IE11 Not Supported

For optimal browsing, we recommend Chrome, Firefox or Safari browsers.

Budget Solutions Task Force to pair union members with government to review state contracts

Following an agreement between the state workers’ union and Gov. Jerry Brown’s administration, a newly formed 10-person Budget Solutions Task Force will begin meeting August 1 to review state contracts, including IT vendor contracts, and make recommendations about which contracts should be eliminated.

Service Employees International Union Local 1000, the union representing state workers, negotiated terms for a side letter agreement that include a 4.62% pay cut and one required personal leave day per month, according to the SEIU Local 1000 website. As part of the agreement, a task force comprised of five SEIU representatives and five state government representatives will meet to review state contracts, said Marie Harder, a Department of Public Health employee and vice chair of the SEIU Local 1000 unit 1 bargaining unit negotiating committee.

The task force, termed the Budget Solutions Task Force by state government officials and the outsourcing taskforce by the SEIU Local 1000 website, will include representatives from the Department of General Services, the new CalHR department, and the Department of Finance, according to Harder.

"SEIU has been fighting the outsourcing of work that can be done by a state employee for over a decade," Harder said. "Usually we have to challenge those contracts through the state personnel board."

The new taskforce will review contacts, including IT contracts and non-IT contracts, that include the outsourcing of work that the union would prefer be done by state employees, according to Harder.

"We’ve worked a lot on the IT contracts in the past. There is an awful lot of work that is contracted out, and routinely its not because they think that contractors can do it better, its because they’ve always had contractors do it," she said, adding that the money the union feels is wasted in these contracts is taking away from state worker pay checks and also from services for California residents.

"Why reduce our salaries if you’re expending excess money elsewhere?,” Harder said. "For example, while we’ve been furloughed in the past, most of the our contractors continued working for the same amount of money."
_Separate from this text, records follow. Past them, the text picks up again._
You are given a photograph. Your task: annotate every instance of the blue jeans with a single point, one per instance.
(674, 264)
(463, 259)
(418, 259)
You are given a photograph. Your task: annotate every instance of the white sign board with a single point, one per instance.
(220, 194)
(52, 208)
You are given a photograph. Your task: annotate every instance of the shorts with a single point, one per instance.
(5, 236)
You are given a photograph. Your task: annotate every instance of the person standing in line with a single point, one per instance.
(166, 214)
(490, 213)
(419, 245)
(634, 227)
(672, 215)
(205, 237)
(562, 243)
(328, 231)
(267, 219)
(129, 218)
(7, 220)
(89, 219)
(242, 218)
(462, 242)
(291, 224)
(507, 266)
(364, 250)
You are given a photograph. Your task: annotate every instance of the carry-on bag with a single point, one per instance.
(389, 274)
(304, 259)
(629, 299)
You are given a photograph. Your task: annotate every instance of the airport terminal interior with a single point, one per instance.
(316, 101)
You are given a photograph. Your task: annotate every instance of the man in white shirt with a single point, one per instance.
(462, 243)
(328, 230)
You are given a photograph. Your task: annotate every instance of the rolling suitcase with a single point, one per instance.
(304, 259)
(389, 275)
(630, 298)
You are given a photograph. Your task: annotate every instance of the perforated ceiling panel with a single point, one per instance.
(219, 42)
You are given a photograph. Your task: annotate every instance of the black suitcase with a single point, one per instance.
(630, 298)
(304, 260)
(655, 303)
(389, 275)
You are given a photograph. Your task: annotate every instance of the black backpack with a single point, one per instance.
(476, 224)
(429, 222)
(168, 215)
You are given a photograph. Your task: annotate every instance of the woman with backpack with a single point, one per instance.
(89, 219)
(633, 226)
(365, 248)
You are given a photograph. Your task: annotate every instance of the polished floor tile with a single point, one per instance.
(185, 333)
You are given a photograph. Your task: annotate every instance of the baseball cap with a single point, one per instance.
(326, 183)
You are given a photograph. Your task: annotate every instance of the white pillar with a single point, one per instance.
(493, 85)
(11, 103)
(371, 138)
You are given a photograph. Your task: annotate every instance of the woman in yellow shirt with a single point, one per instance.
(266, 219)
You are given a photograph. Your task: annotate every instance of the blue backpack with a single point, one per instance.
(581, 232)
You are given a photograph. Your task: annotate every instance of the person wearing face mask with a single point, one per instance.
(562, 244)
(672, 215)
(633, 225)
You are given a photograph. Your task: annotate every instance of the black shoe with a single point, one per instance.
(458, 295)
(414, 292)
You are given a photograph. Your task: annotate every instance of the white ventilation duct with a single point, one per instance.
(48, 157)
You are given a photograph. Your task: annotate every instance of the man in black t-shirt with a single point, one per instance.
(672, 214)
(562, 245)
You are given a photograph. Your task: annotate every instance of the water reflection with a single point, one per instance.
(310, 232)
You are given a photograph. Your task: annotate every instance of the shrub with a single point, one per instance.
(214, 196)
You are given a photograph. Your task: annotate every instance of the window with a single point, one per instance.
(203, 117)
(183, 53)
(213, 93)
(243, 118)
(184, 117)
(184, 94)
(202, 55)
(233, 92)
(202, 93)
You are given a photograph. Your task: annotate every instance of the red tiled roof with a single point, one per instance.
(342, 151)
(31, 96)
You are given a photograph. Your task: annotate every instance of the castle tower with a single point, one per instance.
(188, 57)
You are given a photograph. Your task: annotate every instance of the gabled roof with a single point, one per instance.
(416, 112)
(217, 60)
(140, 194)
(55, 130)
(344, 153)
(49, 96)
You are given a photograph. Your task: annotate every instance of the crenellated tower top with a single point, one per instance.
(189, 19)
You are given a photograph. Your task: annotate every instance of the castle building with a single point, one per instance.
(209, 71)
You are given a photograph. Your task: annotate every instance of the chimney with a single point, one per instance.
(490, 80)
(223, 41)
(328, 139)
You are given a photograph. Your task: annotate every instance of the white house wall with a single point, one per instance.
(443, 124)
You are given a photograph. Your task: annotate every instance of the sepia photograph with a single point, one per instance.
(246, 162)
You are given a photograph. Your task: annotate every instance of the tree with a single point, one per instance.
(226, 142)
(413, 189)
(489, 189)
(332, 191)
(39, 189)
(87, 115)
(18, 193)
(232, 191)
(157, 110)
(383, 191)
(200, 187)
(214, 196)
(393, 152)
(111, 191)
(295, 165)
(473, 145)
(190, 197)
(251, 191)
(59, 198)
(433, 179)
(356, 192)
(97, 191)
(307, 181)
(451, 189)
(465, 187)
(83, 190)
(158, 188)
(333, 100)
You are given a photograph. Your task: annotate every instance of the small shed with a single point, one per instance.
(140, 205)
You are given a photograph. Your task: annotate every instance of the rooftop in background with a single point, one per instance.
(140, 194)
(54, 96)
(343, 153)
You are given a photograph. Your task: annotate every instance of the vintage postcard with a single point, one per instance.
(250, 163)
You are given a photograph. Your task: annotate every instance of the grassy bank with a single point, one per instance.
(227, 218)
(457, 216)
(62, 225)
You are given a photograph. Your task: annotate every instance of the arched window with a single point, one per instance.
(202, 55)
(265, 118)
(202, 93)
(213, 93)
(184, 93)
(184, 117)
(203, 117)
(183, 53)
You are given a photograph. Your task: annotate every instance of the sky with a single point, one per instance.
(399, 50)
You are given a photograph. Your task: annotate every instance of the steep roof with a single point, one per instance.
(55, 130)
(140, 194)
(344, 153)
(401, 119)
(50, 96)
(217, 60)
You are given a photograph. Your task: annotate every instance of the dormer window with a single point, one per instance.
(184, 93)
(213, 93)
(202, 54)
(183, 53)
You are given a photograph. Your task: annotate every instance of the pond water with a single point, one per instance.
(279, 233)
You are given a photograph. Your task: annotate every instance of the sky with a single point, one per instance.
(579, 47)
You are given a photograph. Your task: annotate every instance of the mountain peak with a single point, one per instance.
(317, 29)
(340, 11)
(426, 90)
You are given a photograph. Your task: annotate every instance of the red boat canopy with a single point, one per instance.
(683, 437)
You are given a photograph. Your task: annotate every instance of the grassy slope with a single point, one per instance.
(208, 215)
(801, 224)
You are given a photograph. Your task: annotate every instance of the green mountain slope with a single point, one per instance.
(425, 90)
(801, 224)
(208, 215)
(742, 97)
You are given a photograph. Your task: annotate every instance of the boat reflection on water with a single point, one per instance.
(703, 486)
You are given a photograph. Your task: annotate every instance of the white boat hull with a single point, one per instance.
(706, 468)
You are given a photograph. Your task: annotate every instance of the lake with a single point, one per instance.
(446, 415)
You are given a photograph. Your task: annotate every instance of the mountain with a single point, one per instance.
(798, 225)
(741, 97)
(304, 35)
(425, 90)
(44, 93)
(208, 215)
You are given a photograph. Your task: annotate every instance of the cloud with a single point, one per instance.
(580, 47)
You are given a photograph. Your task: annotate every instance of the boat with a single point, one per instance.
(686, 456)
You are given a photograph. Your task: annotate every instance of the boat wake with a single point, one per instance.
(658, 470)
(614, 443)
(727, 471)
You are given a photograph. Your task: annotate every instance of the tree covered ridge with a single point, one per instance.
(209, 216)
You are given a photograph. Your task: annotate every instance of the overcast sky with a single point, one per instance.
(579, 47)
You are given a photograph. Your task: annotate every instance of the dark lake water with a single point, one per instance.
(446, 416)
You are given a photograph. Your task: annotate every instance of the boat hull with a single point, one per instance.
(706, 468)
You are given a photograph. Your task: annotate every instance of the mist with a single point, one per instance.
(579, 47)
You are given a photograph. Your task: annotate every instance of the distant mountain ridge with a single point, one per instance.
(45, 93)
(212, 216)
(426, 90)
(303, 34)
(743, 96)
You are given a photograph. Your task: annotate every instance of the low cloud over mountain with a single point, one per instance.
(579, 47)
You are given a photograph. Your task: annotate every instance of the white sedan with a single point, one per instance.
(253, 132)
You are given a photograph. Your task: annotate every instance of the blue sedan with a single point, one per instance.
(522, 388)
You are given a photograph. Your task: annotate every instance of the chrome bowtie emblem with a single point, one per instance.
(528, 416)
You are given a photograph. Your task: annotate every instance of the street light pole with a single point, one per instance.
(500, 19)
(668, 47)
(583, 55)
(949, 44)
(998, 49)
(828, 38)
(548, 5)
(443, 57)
The union would prefer that contractors consistently working for the state be employed by the state, she said.

Lynelle Jolley, communications director for the Department of Personnel Administration, soon to be the CalHR Department, said the issue of outside contracting has long been a touchy point with the unions. With the state departments issuing contracts believing that the work is best done by contractors or by contractors who work part-time and the union believing the work can be done by full time state workers, the taskforce will give everyone a chance to discuss contracts and make recommendations once per quarter.

As for the department’s that issue contracts reviewed by the committee, the role remains unclear until the first meeting takes place, Jolley said.

"Its possible that there will be concerns raised by the departments that have the contracts, and that’s part of what this task force will review, she said. "The meetings will also allow the opportunity for [taskforce members] to invite outside folks to come and participate."

“I always think it’s important for organizations to review the current contracts and anticipated contracts and any kind of spending,” said former state CIO and Techleader.TV host John Thomas Flynn. “It’s just prudent. It certainly raises the antennae when the organizations that will be responsible with reviewing it have any kind of vested interest in the outcome. That goes both sides, both the union and the consulting side. This will be a very difficult task to do but frankly they should be looking at all these projects in many different respects.”

Under the yearlong agreement reached between the Governor’s office and the union last week, the taskforce will meet for one year and reassess its needs at that point, according to Jolley.